All Authors Hate Editing
You should have enough to say. In fact, you should have too much to say. It is much easier to ramble on at length than to be brief. If you find yourself on the other side of the equation – looking for something to write about – you have chosen the wrong topic. As an example, after writing, rewriting, editing and polishing this article, it was 1,557 words (I cut 367 words).
Editing it down to size is always the hardest part of writing a song, big or small. It separates adults from children.
Never send a piece out into the world unless you’re convinced it’s your latest masterpiece that far surpasses all previous work. If an item doesn’t reach this level, keep it to yourself until you do.
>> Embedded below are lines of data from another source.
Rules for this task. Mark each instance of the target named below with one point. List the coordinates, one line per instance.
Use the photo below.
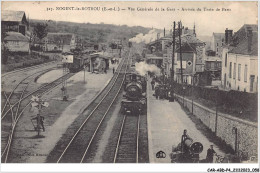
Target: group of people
(114, 61)
(161, 90)
(210, 152)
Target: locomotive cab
(134, 96)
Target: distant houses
(14, 21)
(217, 43)
(17, 42)
(63, 42)
(15, 25)
(240, 60)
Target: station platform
(166, 122)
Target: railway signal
(37, 104)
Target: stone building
(14, 21)
(63, 42)
(17, 42)
(240, 60)
(217, 43)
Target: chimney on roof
(228, 36)
(249, 38)
(158, 36)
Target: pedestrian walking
(40, 121)
(210, 154)
(152, 83)
(183, 138)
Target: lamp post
(216, 120)
(172, 73)
(234, 131)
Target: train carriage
(134, 96)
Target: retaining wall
(224, 126)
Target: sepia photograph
(171, 82)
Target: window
(230, 68)
(226, 60)
(234, 71)
(245, 74)
(239, 72)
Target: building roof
(59, 38)
(218, 35)
(213, 58)
(15, 36)
(12, 16)
(240, 40)
(191, 39)
(186, 48)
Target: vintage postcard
(130, 82)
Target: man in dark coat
(210, 154)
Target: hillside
(94, 33)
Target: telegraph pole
(179, 27)
(173, 52)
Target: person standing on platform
(152, 83)
(210, 154)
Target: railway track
(25, 69)
(79, 137)
(20, 88)
(26, 102)
(127, 148)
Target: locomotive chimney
(249, 38)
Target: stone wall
(247, 138)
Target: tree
(4, 48)
(40, 30)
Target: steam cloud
(147, 38)
(142, 68)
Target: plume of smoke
(142, 68)
(147, 38)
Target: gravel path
(166, 122)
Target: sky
(206, 22)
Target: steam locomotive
(134, 96)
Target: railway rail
(77, 148)
(127, 148)
(26, 101)
(26, 81)
(25, 69)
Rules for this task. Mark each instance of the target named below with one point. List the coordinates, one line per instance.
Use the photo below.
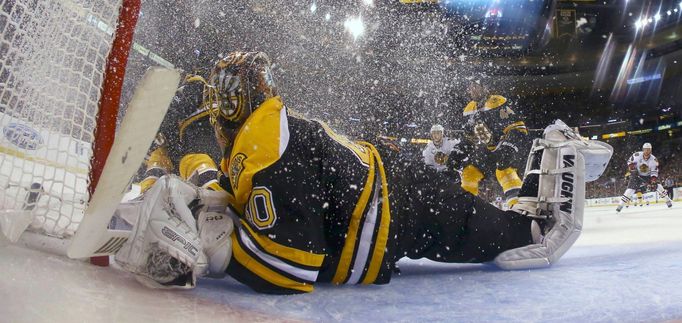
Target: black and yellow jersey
(313, 206)
(497, 143)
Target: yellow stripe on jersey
(518, 126)
(494, 102)
(508, 179)
(292, 254)
(260, 142)
(264, 272)
(471, 176)
(382, 238)
(358, 150)
(159, 159)
(356, 218)
(191, 163)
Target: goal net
(62, 64)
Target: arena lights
(643, 21)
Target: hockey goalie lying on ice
(302, 204)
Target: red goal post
(62, 66)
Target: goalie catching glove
(169, 247)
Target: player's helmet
(437, 134)
(239, 83)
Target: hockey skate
(553, 195)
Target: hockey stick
(138, 129)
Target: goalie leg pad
(164, 243)
(556, 165)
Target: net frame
(109, 94)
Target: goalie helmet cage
(62, 66)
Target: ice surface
(624, 268)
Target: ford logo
(22, 136)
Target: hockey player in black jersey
(496, 141)
(304, 205)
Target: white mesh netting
(52, 61)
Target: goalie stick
(138, 129)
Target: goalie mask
(238, 85)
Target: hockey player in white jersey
(438, 149)
(644, 173)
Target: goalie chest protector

Professional versus amateur
The pros are paid. Amateurs don’t. Again, unless you want to change careers to become a writer, use this as a supplement to your current career. Focus your efforts on writing the best piece possible and getting it printed rather than the few hundred dollars a paid author may receive. Success breeds success. The more you are published, the easier it becomes to be published. If you’re good, the editors will want you. Whether writing is your passion or you write about your passion, my advice is the same: get a few dozen publishing hits under your belt before you consider doing it for a fee. Stay an amateur writer for as long as you can. When you go pro, go fast and make a splash.
Dream big. Choose the most glorious publication in your field and progress to become a regular author. Your peers, contemporaries, clients, and boss will all appreciate your accomplishments and reward you with more success in your chosen career.
Become an author. Develop your career. Improve your life.